6月の日歯定例記者会見より

 


大久保満男会長(円内)は,『骨太の方針2008』で「社会保障費歳出削減」の文字が盛り込まれたことについて,「非常に残念」との感想を述べ,「社会保障費削減の方針をやめたほうが,国民の支持を得られるのではないか」との考えを示した.

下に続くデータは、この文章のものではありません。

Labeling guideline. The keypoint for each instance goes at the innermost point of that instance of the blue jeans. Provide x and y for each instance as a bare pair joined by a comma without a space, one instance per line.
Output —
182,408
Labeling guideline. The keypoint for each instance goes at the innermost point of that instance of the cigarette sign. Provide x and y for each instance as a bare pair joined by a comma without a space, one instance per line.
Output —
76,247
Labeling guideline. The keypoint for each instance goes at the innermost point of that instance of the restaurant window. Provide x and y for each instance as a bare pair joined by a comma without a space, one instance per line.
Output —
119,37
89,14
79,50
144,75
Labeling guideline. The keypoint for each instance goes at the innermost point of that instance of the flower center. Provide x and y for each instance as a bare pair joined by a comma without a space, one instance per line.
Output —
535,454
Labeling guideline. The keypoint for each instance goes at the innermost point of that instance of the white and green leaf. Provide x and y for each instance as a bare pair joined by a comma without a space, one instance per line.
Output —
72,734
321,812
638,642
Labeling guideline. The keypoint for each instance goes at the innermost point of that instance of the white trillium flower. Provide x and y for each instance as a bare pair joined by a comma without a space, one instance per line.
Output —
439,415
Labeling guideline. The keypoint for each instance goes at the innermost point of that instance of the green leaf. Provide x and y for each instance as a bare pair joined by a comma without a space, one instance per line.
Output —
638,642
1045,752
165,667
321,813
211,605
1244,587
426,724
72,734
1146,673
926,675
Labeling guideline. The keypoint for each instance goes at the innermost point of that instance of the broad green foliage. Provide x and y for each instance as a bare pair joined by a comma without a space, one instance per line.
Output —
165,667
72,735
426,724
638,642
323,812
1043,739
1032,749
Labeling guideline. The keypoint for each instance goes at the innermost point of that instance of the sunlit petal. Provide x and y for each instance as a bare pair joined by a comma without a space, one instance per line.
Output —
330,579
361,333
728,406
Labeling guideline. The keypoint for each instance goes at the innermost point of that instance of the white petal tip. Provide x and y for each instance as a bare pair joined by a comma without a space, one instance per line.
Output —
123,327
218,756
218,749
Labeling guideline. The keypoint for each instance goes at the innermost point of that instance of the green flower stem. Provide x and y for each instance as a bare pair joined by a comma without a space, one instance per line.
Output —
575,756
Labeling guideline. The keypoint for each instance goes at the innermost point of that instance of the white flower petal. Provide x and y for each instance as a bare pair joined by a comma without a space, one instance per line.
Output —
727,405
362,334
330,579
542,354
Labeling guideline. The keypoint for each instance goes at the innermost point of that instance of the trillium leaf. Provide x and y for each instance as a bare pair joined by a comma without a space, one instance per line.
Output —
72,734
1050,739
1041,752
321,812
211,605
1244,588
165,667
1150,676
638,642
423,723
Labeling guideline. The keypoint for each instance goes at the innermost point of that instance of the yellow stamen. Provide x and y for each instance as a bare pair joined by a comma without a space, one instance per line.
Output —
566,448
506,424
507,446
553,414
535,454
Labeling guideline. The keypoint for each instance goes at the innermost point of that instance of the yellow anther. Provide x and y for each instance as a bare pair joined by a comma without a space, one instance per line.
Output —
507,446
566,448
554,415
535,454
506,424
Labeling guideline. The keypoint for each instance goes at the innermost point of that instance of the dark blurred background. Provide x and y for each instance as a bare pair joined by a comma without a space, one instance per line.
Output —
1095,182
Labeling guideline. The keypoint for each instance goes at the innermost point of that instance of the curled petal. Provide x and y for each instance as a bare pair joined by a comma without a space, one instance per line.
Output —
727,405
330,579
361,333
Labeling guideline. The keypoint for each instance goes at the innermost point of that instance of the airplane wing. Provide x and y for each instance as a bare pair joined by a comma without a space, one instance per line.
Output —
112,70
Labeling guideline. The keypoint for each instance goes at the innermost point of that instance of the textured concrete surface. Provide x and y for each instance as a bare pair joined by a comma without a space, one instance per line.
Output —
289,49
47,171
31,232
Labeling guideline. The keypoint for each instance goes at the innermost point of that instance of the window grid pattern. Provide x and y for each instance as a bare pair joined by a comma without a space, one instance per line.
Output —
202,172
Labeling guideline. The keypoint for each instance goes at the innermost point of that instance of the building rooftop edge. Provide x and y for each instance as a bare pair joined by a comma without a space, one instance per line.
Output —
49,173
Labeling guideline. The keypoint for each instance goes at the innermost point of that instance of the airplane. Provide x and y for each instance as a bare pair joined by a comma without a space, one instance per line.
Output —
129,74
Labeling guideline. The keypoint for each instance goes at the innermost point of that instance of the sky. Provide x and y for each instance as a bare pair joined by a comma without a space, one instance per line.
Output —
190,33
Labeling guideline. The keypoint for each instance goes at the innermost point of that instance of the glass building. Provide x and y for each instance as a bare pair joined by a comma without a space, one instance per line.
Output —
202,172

 日本歯科医師会は6月26日,東京・市ヶ谷の新歯科医師会館において定例記者会見を開催した.会見では,歯の健康力推進歯科医師等養成講習会の説明会開催や診療報酬改定検討チーム(仮称)の設置など,各種報告がなされた.

歯の健康力推進歯科医師等養成講習会の説明会開催
 日歯は厚生労働省より,高齢期・寝たきり者の口腔ケアの推進を図るため,最新の歯科保健医療に関する技術の研鑽や知見の習得,そして地域における先進的な医科?歯科連携等を図るための講習会を,全国で開催するよう委託を受けている.
 そのため全国10ブロックで,「歯の健康力推進歯科医師等養成講習会」を開催し,受講した歯科医師は在宅歯科医療機器の設備整備費が国から1/3補助される(厚労省予算:3億7千万円).同講習会を開催するにあたり,日歯では7月9日に担当する地区歯科医師会向けに説明会を開催し,厚労省医政局歯科保健課や日本歯科総合研究機構から解説を行う.

診療報酬改定検討チーム(仮称)を設置
 これまで日歯では,診療報酬を検討する様々なチームを立ち上げてきたが,19年度末で一度すべて解散となった.そして改めて「診療報酬改定検討チーム」(仮称)を設置し,平成20年度改定の再評価や分析,現行および今後の問題への対策などを検討する.人選は大久保満男会長が行い,7月半ばには第1回の会議が開催される見通し.

公益法人制度改革に伴う共済制度の存続を要望
 12月から施行される公益法人制度改革により,公益法人が行う共済事業は平成20〜25年の間に新たな法人形態に移行した時点から保険業法の全面適用を受け,自主運営が困難となることが予想される.そのため日歯では,「共済の会計は,長期永続的かつ大きな資産規模を持つ事業であることから,社団の会計と厳格に分離され,余剰金の帰属も基金にあって,本会の共済事業は社団法人の本体事業からは独立した事業である」とし,日歯の共済制度が保険業法の適用除外となるよう,連盟を通じて国会議員等へ要望していく.

日歯PRキャラクター「よ坊さん」のCMを映画館で
 日歯では,若年齢層が“歯科医療から距離のある層”であり,口腔内に異常を自覚しても治療に行かない人が多いとの報告(「歯科医療に関する一般生活者意識調査」)から,この夏公開される『崖の上のポニョ』(監督:宮崎 駿)を上映する映画館のうち,10館で「よ坊さん」の15秒間CMを放映する.これにより,約9.3万人の視聴を見込んでいる.

 そのほか,記者と以下のような質疑応答が行われた.
Q. 6月10日の経済財政諮問会議で,民間議員から「歯科麻酔医に研修を積ませて,不足している医科の麻酔医に充ててはどうか」という意見が出ているが,これに対する見解は?
A. 日本歯科麻酔学会に問い合わせたところ「歯科麻酔医は歯科医業の中で行う」との考えであり,これを日歯としても支持する.歯科麻酔医を医科の不足分に充てるというのは,いかにも歯科麻酔医数が過剰で暇であるかのような印象を与えるが,歯科では年間2万症例以上の全身麻酔を行っている.あくまで医科での不足は,医科の中で対策を図るべきである.